MKK3 mutation ameliorates cognitive impairments in db/db mice. (A) Average escape latency of mice to reach the platform on five consecutive training days in the Morris water maze. Data were analyzed with a two-way ANOVA and Tukey's multiple comparisons test, n = 8 in each group. On the fourth day, *** p < 0.001; ** p = 0.002; * p = 0.028. q (8, 210) = 6.05 (db/db group vs db/m group), 5.50 (db/db + MKK3-shRNA group vs db/db group), 6.64 (db/db + MKK3-shRNA + Wt group vs db/db + MKK3-shRNA group), 4.36 (db/db + MKK3-shRNA + Mut group vs db/db + MKK3-shRNA + Wt group). On the fifth day, *** p < 0.001. q (8, 210) = 13.37 (db/db group vs db/m group), 11.30 (db/db + MKK3-shRNA group vs db/db group), 11.34 (db/db + MKK3-shRNA + Wt group vs db/db + MKK3-shRNA group), 7.03 (db/db + MKK3-shRNA + Mut group vs db/db + MKK3-shRNA + Wt group). (B) Swimming speed during the probe trial (no platform) on the sixth day. Data were analyzed with a one-way ANOVA and Tukey’s test. n = 8 in each group. *** p < 0.001. (C) Track maps of the probe trial on the sixth day (the red dot indicates the start, and the blue dot indicates the end). (D and E) Percentage of distance and time spent in the target quadrant during the probe trial (n = 8 mice per group). Data were analyzed with one-way ANOVAs followed by Tukey’s test. F (5, 42) = 39.21 in A4 and 67.33 in A5. *** p < 0.001. (F) Schematic of the novel object recognition task. (G) Discrimination index. n = 8 in each group. Results were analyzed with a one-way ANOVA followed by Tukey’s test.
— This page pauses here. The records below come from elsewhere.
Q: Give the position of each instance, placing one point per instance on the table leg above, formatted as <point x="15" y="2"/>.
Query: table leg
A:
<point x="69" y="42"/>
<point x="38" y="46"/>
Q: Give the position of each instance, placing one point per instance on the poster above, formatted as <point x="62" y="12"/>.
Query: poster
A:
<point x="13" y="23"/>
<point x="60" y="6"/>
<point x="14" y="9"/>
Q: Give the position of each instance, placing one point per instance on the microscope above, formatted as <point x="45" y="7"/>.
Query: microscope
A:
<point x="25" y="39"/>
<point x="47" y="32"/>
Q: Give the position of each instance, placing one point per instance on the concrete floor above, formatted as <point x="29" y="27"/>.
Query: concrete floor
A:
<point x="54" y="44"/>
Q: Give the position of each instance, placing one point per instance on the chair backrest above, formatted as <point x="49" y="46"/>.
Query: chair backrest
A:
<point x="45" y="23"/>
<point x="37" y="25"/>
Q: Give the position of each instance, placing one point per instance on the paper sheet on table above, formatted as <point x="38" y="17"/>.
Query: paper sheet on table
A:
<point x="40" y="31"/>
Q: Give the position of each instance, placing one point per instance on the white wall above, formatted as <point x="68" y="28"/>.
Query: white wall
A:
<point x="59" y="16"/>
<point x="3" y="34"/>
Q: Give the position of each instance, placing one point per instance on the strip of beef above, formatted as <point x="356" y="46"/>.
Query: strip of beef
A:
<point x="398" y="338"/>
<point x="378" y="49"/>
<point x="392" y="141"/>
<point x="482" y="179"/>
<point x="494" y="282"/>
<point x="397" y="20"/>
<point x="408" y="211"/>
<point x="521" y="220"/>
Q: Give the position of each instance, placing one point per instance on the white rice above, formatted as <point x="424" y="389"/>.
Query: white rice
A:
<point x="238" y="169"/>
F (5, 42) = 4.08. *** p < 0.001; ** p = 0.004 (db/db + MKK3-shRNA + Wt group vs db/db + MKK3-shRNA group) and 0.005 (db/db + MKK3-shRNA + Mut group vs db/db + MKK3-shRNA + Wt group). (H) Schematic of the fear conditioning test. (I) Percentage of time spent freezing in the contextual and cued fear conditioning trials. Data were analyzed with one-way ANOVAs followed by Tukey's test. n = 8 in each group. F (4, 35) = 13.02 for contextual fear conditioning, whereas F (4, 35) = 9.27 for cued fear conditioning. In the contextual fear conditioning, ** p = 0.003 (db/db vs db/m), 0.002 (db/db + MKK3-shRNA + Wt group vs db/db + MKK3-shRNA group) and 0.002 (db/db + MKK3-shRNA + Mut group vs db/db + MKK3-shRNA + Wt group); * p = 0.016 (db/db + MKK3-shRNA vs db/db group). In the cued fear conditioning, * p = 0.037 (db/db vs db/m).

Figure 9.

Graphical abstract illustrating the mechanism by which the MKK3-RAGE interaction regulates cognition in db/db mice. Direct binding of MKK3 K329 to ct-RAGE AAs 2-5 facilitates neuroinflammation, causing cognitive decline. Mutation of K329 ameliorates the cognitive decline by blocking the interaction between MKK3 and RAGE.